E partiamo da questo dato. Le speranze di riavere i soldi potrebbero andare oltre quanto Grosso potrebbe dare. Gli avvocati Raffaele Roccanova e Alessio Carlucci, per le parti civili, hanno chiesto la citazione come responsabile civile di Poste Italiane, società in nome della quale Grosso agiva e il collegio presieduto da Rosario Baglioni si è riservato di decidere.
Ma al di là dei pur importanti aspetti economici, il processo valuterà accuse di condotte particolarmente che vanno dalla circonvenzione di incapace alla truffa, all’indebito utilizzo di carte di credito e di pagamento e alla ricettazione, descritte nelle indagini condotte dalla Procura ed eseguite dalla Guardia di Finanza con modalità particolarmente odiose.

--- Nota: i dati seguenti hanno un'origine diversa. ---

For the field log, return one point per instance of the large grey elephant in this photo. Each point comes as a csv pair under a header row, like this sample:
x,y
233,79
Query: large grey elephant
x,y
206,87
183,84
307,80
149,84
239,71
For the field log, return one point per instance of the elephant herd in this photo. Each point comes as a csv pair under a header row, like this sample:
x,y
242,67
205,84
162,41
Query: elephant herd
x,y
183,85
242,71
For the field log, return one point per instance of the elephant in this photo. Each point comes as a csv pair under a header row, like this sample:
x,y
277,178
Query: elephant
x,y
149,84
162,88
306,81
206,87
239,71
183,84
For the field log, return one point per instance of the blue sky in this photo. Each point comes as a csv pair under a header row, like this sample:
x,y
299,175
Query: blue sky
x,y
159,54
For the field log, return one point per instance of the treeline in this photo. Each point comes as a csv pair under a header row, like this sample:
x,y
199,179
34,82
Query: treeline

Basti considerare un caso. Una donna, a cui l’uomo ha sottratto la bellezza di oltre 97mila euro (e aveva provato a effettuar un vaglia di altri 80mila alla collaboratrice domestica, poi bloccato) era affetta da demenza degenerativa e lui si era porto come un aiuto per la gestione economica. Così, spacciandosi per nipote, l’aveva anche accompagnata presso la Carime di Potenza, dove aveva altri soldi oltre quelli depositati alle Poste, per spostare tutto sul deposito all’Agenzia Postale di Trivigno dove lavorava. Il gruzzolo, così, era più facile operare. Perché l’anziana, già in difficoltà nella vita di tutti i giorni, era del tutto incapace di usare le credenziali di banking online e anche di effettuare i prelievi allo sportello automatico e così aveva consegnato tutto al suo impiegato «di fiducia». Ma questo nel tempo, con operazioni che sono andate dai mille ai 56 mila euro, con vaglia sul suo conto o prelievi in contante, si è appropriato della somma detta prima. E non basta. Perché ha utilizzato anche la carta bancomat come se fosse sua: prelievi a Potenza, Napoli e Scalea, appropriandosi del contante.
Nella maggior parte un «firmi qui» risolveva tutto. I malcapitati firmavano carte che non comprendevano e il gioco era fatto. I soldi venivano trasferiti, il frutto degli investimenti veniva decurtato, i prelievi venivano giustificati.
Già, le firme senza capire. Come quella volta che si presentò un cliente che, dopo aver perso i genitori, doveva mettere a posto le questioni economiche: il solerte impiegato lo convinse a disinvestire tutte le polizze in essere, e versare tutto sul conto personale del cliente stesso. Peccato che tra le carte da firmare Gruosso abbia inserito anche un vaglia in bianco, che sarebbe stato poi compilato con i dati del «regalo di nonno Mario» detto prima. Sul conto, dei 49mila e 800 euro iniziali, erano rimasti così 4.800 euro. Ma gli appetiti dell’impiegato, per l’accusa, non era finiti. E un prelievo in contanti avrebbe azzerato la somma.